Duke is widely known as a walking bass tournament encyclopedia and can recite crazy stuff like what caught the third biggest bass at the 11th Classic. In the press room at every Bassmaster Classic for as long as I remember, all eyes went to Duke when a bass fishing question was raised, and he dutifully spit out facts that made your eyes roll.

Recently even the New York Times noticed this phenomenon, and published and article on Tuesday (12/2/14) titled “Lure Irresistible to Bass Spurs Backlash From Anglers.” (Anyone else surprised that an editor from this publication was clever enough about fishing to work in the word “Backlash?”)

In that article, B.A.S.S. spokesman David Precht says that the professional anglers feel that “sometimes it can be too effective and takes away some of the skill…” He made sure to make it clear that it was a vote of pro anglers that resulted in the ban.

There are pro anglers who support the tactic as a legitimate tactic, and those who believe it takes the skill out of catching fish. The YUM YUMbrella and Flash Mob Jr. likely had something to do with some of those feelings.

Prior to the ban in the Open tournaments, Georgia’s Patrick Bone became the only angler to qualify for the Bassmaster Classic by winning a tournament on the FMJ. It was the Southern Open April 4-6/2014 on Tennessee’s Douglas Lake where Bone beat 180 pros, most of whom were throwing one type of umbrella rig or another.

The following weekend, B.A.S.S. Elite Pro and current No. 1 Angler in the World (BassFan World Rankings) Jason Christie won an FLW Tour event on Arkansas’ Beaver Lake with the same bait.
yumb
Still, a six-figure payday isn’t enough to change Christie’s mind. He’s still no fan of the technique. Even though YUM is one of his major sponsors, count him with the group who voted to ban it from top-level tournaments.

“But when everyone else is throwing it, you’d better be, too,” he said. “It’s the best umbrella rig on the market. I used the same one all four days and never broke a wire or anything.”

Umbrella rigs continue to be legal in most non-professional level tournaments, but always check rules, and know the state-enforced hook restrictions. In any Saturday’s boat dealership tournament in almost any water, an umbrella rig can be a player.

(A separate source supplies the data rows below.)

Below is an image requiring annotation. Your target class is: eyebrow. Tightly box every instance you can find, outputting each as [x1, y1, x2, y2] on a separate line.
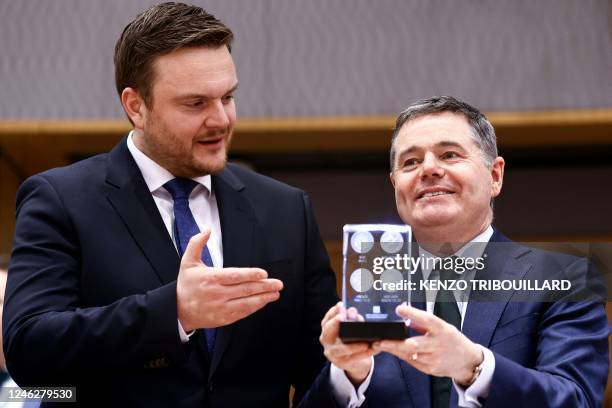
[177, 82, 239, 101]
[396, 141, 466, 158]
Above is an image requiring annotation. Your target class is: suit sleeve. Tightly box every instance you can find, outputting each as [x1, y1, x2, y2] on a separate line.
[291, 192, 339, 405]
[3, 175, 188, 386]
[486, 298, 609, 408]
[298, 364, 345, 408]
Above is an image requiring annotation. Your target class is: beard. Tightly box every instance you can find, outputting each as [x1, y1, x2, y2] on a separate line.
[141, 114, 232, 178]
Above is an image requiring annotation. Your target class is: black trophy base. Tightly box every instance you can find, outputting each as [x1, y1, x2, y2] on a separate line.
[339, 321, 409, 342]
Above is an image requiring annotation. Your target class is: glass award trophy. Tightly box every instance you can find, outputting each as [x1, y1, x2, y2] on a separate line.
[339, 224, 412, 341]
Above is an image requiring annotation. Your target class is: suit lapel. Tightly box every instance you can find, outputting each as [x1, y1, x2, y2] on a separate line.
[213, 165, 254, 269]
[105, 142, 257, 376]
[209, 165, 255, 378]
[406, 231, 533, 407]
[105, 138, 180, 285]
[450, 233, 531, 407]
[461, 231, 532, 348]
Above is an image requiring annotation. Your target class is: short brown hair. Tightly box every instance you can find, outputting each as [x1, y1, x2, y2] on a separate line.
[114, 2, 233, 107]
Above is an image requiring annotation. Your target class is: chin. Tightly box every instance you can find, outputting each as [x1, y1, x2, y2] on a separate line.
[198, 159, 227, 175]
[413, 211, 457, 228]
[188, 153, 226, 173]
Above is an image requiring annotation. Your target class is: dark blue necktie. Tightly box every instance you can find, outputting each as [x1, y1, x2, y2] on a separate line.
[431, 259, 461, 408]
[163, 178, 216, 355]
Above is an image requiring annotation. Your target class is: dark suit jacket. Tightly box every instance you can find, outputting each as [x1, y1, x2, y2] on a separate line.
[300, 232, 609, 408]
[3, 138, 338, 407]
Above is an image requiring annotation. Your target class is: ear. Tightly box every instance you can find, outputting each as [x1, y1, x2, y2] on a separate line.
[389, 171, 396, 189]
[490, 156, 505, 198]
[120, 87, 147, 129]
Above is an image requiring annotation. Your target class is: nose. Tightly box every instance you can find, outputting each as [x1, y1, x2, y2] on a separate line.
[204, 99, 231, 129]
[421, 152, 444, 178]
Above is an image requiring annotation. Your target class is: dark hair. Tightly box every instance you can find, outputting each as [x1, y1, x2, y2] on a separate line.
[390, 96, 498, 171]
[114, 2, 234, 107]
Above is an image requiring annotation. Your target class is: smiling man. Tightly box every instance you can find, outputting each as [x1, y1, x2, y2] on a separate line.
[389, 108, 504, 247]
[3, 3, 337, 407]
[301, 96, 609, 408]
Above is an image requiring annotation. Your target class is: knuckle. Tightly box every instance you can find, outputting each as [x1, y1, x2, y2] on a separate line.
[432, 356, 441, 368]
[249, 297, 263, 310]
[229, 270, 241, 282]
[441, 324, 455, 336]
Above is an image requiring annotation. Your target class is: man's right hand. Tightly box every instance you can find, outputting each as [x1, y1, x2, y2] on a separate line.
[320, 302, 377, 386]
[177, 230, 283, 332]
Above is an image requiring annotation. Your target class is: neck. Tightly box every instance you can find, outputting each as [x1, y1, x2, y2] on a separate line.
[413, 222, 490, 257]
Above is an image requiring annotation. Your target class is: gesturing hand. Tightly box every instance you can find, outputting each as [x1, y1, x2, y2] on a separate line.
[177, 230, 283, 332]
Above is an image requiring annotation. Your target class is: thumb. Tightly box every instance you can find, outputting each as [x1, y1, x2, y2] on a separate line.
[181, 229, 211, 266]
[395, 304, 431, 334]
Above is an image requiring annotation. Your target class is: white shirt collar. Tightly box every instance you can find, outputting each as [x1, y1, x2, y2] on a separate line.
[126, 130, 212, 195]
[419, 225, 494, 280]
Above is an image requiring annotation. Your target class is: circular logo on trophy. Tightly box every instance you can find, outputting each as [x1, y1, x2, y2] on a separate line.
[349, 268, 374, 292]
[350, 231, 374, 254]
[380, 268, 404, 292]
[380, 231, 404, 254]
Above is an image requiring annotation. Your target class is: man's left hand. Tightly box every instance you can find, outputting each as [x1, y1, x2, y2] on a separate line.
[372, 304, 483, 385]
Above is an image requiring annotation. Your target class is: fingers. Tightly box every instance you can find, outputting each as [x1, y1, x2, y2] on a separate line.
[396, 304, 441, 334]
[374, 338, 414, 355]
[373, 340, 434, 374]
[178, 255, 283, 328]
[373, 339, 404, 355]
[224, 290, 281, 322]
[224, 278, 283, 300]
[320, 304, 369, 348]
[325, 343, 376, 362]
[181, 230, 211, 265]
[373, 337, 429, 364]
[212, 267, 269, 284]
[320, 313, 342, 346]
[346, 307, 365, 322]
[321, 302, 343, 328]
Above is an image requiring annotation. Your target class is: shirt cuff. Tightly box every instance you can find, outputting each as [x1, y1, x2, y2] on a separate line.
[453, 346, 495, 408]
[329, 357, 374, 408]
[177, 319, 196, 343]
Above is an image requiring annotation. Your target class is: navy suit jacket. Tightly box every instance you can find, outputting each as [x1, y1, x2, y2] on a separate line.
[3, 138, 338, 407]
[300, 232, 609, 408]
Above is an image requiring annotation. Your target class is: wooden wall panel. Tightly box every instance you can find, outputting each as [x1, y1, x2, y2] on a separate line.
[0, 152, 20, 256]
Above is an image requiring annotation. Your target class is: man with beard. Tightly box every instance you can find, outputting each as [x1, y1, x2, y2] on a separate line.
[3, 3, 337, 407]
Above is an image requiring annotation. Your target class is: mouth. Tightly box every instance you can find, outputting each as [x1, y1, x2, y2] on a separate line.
[416, 189, 454, 200]
[196, 136, 225, 147]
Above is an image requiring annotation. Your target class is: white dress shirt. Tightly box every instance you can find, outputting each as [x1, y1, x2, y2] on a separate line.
[126, 131, 223, 342]
[331, 226, 496, 408]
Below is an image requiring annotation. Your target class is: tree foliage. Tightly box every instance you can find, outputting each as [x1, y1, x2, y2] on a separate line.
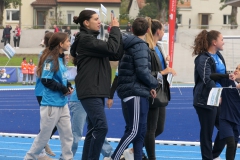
[138, 2, 158, 19]
[140, 0, 183, 22]
[219, 0, 238, 29]
[0, 0, 21, 26]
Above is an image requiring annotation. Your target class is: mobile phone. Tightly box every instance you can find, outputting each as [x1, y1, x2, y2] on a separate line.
[111, 10, 115, 18]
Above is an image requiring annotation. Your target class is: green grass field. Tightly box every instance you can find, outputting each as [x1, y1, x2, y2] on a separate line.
[0, 54, 39, 66]
[0, 54, 117, 86]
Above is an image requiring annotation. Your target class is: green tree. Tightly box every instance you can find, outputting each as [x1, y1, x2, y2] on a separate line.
[0, 0, 21, 26]
[138, 2, 158, 19]
[140, 0, 183, 22]
[220, 0, 238, 29]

Take this into consideration. In a tournament on Lake Austin (Texas), Feb. 22, 2014, two brothers fishing Flash Mob Jrs won a tournament against 137 other teams, outpacing the second-place team by more than 14 pounds. In fact, the brothers put more than 20 pounds of bass in the boat on a single cast (two weighing more than 7-pounds and one over 6). You know what’s even cooler? They culled all three of those fish with bigger ones caught on the FMJ! (See “OMG FMJ Does It Again”)

Can you imagine, first of all, simply catching three big bass in one cast? Then, how about having such a day that you culled all three fish way to a limit weighing more than 40 pounds? I’m sure the satisfaction of winning the tournament comes in there somewhere, too, but two 7s and a 6 on one cast? Please.

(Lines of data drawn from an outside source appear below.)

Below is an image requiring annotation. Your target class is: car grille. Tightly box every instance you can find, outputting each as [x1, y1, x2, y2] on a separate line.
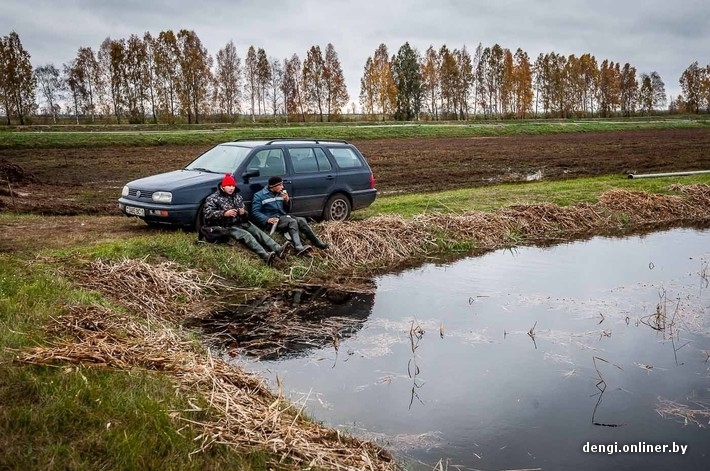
[127, 188, 155, 200]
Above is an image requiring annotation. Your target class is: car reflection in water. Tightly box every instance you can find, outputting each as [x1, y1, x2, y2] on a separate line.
[199, 285, 375, 361]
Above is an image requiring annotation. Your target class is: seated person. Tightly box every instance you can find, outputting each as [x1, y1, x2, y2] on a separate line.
[203, 174, 290, 265]
[251, 176, 329, 256]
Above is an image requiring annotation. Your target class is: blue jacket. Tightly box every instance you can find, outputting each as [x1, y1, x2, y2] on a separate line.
[251, 187, 292, 227]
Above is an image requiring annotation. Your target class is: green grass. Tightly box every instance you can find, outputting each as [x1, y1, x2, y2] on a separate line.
[0, 251, 273, 470]
[357, 173, 710, 218]
[1, 117, 708, 149]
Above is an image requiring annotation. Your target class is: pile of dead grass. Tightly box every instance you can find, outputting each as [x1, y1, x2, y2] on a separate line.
[316, 184, 710, 272]
[15, 261, 397, 470]
[74, 258, 218, 322]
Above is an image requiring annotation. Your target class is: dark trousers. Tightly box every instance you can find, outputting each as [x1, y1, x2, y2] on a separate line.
[229, 222, 281, 261]
[275, 215, 324, 249]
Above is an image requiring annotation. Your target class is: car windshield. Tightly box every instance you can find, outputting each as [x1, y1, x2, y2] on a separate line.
[184, 144, 251, 173]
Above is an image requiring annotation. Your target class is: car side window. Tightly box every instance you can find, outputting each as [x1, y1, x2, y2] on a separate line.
[289, 147, 332, 173]
[329, 147, 364, 169]
[247, 149, 285, 176]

Then there are the new lake records, that guy who caught 19 pounds with two bass on one cast, then did a similar feat the following year from nearly the same spot, the countless “personal best” bass and “personal best” days. There’s the fact that it’s the best way to catch white bass during the spring run. Walleyes eat it, and smallmouth are umbrella rig addicts, too.
Not to mention its roots in the striper-fishing world. These smaller castable umbrella rigs are pretty good on them, too.

“Bass are the most sought-after and widely distributed gamefish, and there’s a reason for that,” Duke said.

It’s because they’re a blast to catch.